The store continues to grow and prosper, and the owners realize that their operations would benefit from economies of scale with more stores, supported by a warehouse operation. To obtain this level of financing, the owners propose that a multimillion-dollar bond be privately placed with an insurance company. The investment officer would note the lack of internal auditors and audit committee and demand their implementation as a condition of approving the bond deal. If the next step for the store is to go public and receive financing through an IPO, then the store is well along the way of complying with SOX.

SOX-type reforms added to audit standards would merely result in the increased transparency of nonpublic entities, and compliance would come when interested parties notice shortcomings and recommend compliance. The cost of compliance grows as the entity expands. Each stage in the entity’s growth is accompanied by the appropriate improvements to corporate governance.
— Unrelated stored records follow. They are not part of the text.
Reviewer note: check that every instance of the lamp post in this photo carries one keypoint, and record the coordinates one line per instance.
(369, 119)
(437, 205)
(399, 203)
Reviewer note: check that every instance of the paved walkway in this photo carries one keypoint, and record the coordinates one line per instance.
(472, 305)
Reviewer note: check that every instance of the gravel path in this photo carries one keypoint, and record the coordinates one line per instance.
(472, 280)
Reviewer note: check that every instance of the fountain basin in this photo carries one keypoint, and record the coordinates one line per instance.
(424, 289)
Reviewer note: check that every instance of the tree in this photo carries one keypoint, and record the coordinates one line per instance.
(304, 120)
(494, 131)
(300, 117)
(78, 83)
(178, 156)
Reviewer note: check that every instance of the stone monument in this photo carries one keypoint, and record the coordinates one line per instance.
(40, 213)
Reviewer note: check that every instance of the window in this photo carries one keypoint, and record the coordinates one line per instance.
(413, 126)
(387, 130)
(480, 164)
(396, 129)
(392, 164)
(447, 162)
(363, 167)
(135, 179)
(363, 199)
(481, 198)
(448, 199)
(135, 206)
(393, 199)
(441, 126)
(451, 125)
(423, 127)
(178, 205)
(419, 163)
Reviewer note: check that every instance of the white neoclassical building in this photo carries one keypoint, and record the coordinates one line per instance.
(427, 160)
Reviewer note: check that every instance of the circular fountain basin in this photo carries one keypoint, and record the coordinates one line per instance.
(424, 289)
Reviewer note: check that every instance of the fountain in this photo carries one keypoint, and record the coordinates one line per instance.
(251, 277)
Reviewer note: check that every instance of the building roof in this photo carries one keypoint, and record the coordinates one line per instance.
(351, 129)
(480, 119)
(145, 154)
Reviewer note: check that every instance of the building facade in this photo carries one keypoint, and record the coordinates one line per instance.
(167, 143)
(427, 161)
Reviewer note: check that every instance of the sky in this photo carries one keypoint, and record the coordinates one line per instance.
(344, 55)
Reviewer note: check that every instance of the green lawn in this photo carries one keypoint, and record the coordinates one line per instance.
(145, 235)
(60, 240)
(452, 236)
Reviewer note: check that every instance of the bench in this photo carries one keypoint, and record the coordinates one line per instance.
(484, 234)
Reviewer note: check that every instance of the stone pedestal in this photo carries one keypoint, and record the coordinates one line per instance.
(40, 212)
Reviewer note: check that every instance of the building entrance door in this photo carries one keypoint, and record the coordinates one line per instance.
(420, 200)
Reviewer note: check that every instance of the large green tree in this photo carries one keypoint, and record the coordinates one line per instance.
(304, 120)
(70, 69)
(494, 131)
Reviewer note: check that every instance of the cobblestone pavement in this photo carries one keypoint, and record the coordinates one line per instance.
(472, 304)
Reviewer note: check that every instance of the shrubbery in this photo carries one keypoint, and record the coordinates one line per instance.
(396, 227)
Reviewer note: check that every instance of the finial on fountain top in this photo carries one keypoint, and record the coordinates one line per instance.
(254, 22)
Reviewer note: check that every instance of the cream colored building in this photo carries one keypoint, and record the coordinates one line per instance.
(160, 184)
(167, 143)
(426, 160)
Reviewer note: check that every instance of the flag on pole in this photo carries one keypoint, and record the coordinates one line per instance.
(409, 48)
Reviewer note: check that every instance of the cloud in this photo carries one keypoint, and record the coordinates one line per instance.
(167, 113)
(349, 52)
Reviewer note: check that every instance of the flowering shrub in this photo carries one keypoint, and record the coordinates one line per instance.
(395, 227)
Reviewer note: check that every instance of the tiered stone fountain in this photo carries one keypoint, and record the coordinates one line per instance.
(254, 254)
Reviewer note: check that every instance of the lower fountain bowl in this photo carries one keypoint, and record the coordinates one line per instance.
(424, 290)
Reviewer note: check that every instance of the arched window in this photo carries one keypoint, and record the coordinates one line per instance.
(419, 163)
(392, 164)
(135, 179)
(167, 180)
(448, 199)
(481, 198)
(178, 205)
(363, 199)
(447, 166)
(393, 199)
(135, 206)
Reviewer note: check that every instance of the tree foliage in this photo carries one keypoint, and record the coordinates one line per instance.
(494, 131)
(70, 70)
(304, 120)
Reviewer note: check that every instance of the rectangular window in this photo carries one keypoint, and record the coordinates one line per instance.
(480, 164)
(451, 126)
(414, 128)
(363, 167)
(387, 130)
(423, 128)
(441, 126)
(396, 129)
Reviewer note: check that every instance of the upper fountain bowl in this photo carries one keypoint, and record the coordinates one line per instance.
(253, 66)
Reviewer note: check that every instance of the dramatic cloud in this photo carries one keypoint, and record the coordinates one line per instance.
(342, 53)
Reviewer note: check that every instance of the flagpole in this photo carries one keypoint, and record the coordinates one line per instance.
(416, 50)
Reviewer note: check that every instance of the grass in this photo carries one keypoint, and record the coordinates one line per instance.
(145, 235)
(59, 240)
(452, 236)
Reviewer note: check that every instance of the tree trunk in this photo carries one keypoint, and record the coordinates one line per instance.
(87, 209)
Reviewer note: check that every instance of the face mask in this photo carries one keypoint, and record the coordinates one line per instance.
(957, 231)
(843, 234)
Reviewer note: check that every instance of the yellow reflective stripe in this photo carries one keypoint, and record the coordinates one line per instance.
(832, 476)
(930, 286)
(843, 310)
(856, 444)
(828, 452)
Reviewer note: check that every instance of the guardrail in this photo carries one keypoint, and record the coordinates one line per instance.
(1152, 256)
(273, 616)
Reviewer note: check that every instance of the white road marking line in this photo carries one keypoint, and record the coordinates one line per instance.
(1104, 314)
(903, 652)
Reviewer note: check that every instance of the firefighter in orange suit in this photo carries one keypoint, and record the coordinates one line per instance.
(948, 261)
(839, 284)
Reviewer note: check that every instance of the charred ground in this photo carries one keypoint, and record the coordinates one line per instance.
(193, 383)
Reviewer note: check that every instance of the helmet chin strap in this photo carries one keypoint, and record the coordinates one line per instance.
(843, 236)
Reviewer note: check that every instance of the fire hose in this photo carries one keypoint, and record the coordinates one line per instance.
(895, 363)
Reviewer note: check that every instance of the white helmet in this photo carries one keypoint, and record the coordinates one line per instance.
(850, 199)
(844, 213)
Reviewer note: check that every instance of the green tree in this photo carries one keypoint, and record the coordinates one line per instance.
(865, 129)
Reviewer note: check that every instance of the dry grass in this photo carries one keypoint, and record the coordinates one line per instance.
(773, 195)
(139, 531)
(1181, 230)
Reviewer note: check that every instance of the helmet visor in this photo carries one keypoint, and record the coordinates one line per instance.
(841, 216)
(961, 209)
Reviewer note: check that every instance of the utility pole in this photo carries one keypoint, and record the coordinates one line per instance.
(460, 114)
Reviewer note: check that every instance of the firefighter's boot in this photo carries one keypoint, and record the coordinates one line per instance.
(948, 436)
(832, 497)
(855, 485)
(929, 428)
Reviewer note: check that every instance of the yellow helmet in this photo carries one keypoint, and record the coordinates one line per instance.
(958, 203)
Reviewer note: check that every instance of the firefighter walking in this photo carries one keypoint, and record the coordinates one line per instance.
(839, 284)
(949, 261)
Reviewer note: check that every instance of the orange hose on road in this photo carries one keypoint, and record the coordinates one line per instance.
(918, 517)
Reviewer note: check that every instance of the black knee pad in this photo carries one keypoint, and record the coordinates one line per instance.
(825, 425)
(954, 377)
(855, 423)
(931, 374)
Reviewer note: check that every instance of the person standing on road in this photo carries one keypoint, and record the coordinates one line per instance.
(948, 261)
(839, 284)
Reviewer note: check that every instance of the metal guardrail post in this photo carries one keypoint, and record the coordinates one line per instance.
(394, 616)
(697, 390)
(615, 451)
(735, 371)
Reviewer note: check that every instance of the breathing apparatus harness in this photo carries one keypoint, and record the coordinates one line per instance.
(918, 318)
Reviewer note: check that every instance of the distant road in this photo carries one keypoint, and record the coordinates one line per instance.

If the entity does not grow, its audit costs would remain roughly the same or would increase slightly due to a greater awareness of internal controls.

Opportunities and Vulnerabilities

Should CPAs in public practice be opposed to SOX-type reform for nonpublic audits? According to this author’s conversation with an external reporting manager of an SEC company, SOX auditors have gained a higher degree of control over the audit and held their ground in disagreements over accounting treatment. This is a good thing for auditors and their clients. The accounting profession has not lost consulting business as a consequence of SOX. The firm conducting the audit is merely not the same one dispensing consulting services to any one SEC client, and companies have turned to multiple firms. CPAs will always be the first choice when companies want to develop tax strategies, update their accounting systems, or pursue similar plans.

This author’s recommendation is that the AICPA establish a dialogue with its membership and designate a task force to evaluate whether various SOX sections would aid the audit process for nonpublic companies and whether their corporate governance could be improved, remembering that nonpublic companies’ vulnerabilities to bad acts and fraud are just as threatening to them as they are to SEC registrants.

Nonregistrant entities can surely benefit from improved corporate governance that the framers of SOX found lacking at SEC companies.